Neuer archimedischer Punkt
Markus Vinzent aber geht noch weiter: Die gegenseitige Beeinflussung der Evangelienredaktionen sei am besten zu erklären, wenn man annimmt, dass alle biblischen Evangelien in kurzer Zeit an einem Ort entstanden seien: Nämlich in Rom in den Jahren 140 bis 144 in ständiger Auseinandersetzung mit Markions Projekt:
"Dann kann das nur heißen, dass Markion einen Text geschrieben hatte, den er nicht publiziert hat. Und das ist eigentlich ganz üblich, dass Lehrer ihre Texte zunächst einmal nicht publizieren und auch deshalb ohne Namen herausgegeben hat, weil er ihn überhaupt nicht herausgegeben hat. Aber es hat dazu geführt, nachdem die anderen Texte publiziert wurden, musste er seinen eigenen Text veröffentlichen. Deshalb wurde er nachher veröffentlicht, aber existiert hat er als Grundlage für die anderen schon zuvor. Deshalb kann er auch behaupten, die anderen hätten bei ihm abgeschrieben."
Wenn Markus Vinzent Recht hat und die Evangelien später datiert werden müssen, dann wird der Hypothesen-Raum mit wenigen Quellen, von dem Kinzig spricht, noch leerer: Die Anfänge des Christentums, wie wir es kennen, wird erst um die Mitte des 2. Jahrhunderts greifbar.

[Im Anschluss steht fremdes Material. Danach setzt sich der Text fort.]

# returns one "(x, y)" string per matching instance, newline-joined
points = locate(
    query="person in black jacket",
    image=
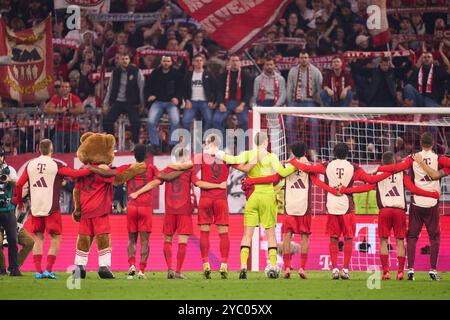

"Also, ich bin beides: Ich bin zunächst einmal ein Enttäuscher und bin aber gleichzeitig auch konstruktiv. Und zwar Enttäuscher, dass ich glaube, dass vor der Paulus-Sammlung, die uns von Markion gegeben wurde und vor dem Evangelium, das uns gegeben wurde, dass wir davor nicht zurückreichen können; das ist diese Enttäuschung. Die Konstruktion besteht aber darin, dass wir, wenn wir unser Neues Testament betrachten, tatsächlich etwas konstruieren können und nicht nur hypothetisieren müssen. Denn zum ersten Mal haben wir einen Redakteur, den wir kennen, und dort gebe es sehr viel zu entdecken, auch an dem, was eventuell vorausliegen kann. Aber wir müssen von einem anderen Grund anfangen."
Ausgerechnet der Erzketzer als der neue archimedische Punkt für die Erforschung des frühen Christentums. Vielleicht nicht so ungewöhnlich, wie es auf den ersten Blick scheint: Denn nur was strittig war, wurde vehement und schriftlich ausgetragen und hat demzufolge überlebt. Und auch, wenn man Markus Vinzent nicht folgen mag: Das Feld der frühen Christentumsgeschichte ist wieder spannender geworden, denn der bisherige Forschungskonsens ist keineswegs in Stein gehauen, sondern ebenfalls als hypothetische Rekonstruktion sichtbar geworden.